Is religion not something people bother with as much now? Because very often I find that if I don't get Stonehenge and/or open Piety, I will be hard pressed to get a religion with decent beliefs. However, I suspect that this reliance may be costing me in terms of getting cities up faster. Piety as a tree really bugs me - it's really all about the Reformation belief but if you open it you slow yourself down AND you'll probably not get first pick of the Reformation beliefs anyway...
 
I think games just take longer now, and mostly because the changes in the economics system lead to a stunted start. A slow start in a game of exponential growth makes a huge difference.

Used to be that you can start working on your economy from turn 1 on all games with a riverside capital, as they grew they added gold along the way with the majority of tiles, or just being coastal. And trading redundant resources for lump sum 240, just shy of half a settler or one-and-a-fifth archers, led to quickly establishing an empire and easily creating an early rush force.

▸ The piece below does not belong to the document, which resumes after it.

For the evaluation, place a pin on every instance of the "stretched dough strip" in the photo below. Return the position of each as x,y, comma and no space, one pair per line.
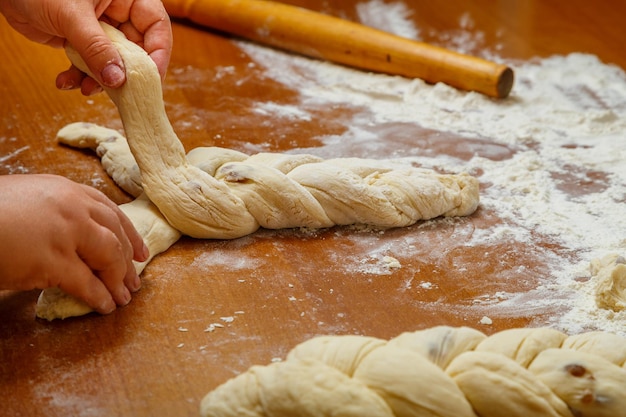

My standards used to be domination = turn 200 or prior, diplomatic = turn 240 or prior, space = turn 285 or prior, and culture = turn 299 or prior. Anything else I considered to be a loss, and in 70 G&K games, equally divided among the 4 victory conditions (no time victory) the average victory was about turn 220 and I've never needed to hit turn 300. In 12 games of BNW, my average victory is around turn 265, I've only beaten turn 200 once (Mongol dom on donut map), and have had to exceed turn 300 just once but by quite a few turns (Enrico diplo on 327, Venice is fun but can he win a game by 250, or even 300?)
 
Try building settlers instead of the GL and get the NC up by T95 and you will see a marked improvement in your game. There is a nice window while researching the early lux techs to put out 2-3 settlers as you head up to phylo, then you can just make a few archers for defense while phylo finishes.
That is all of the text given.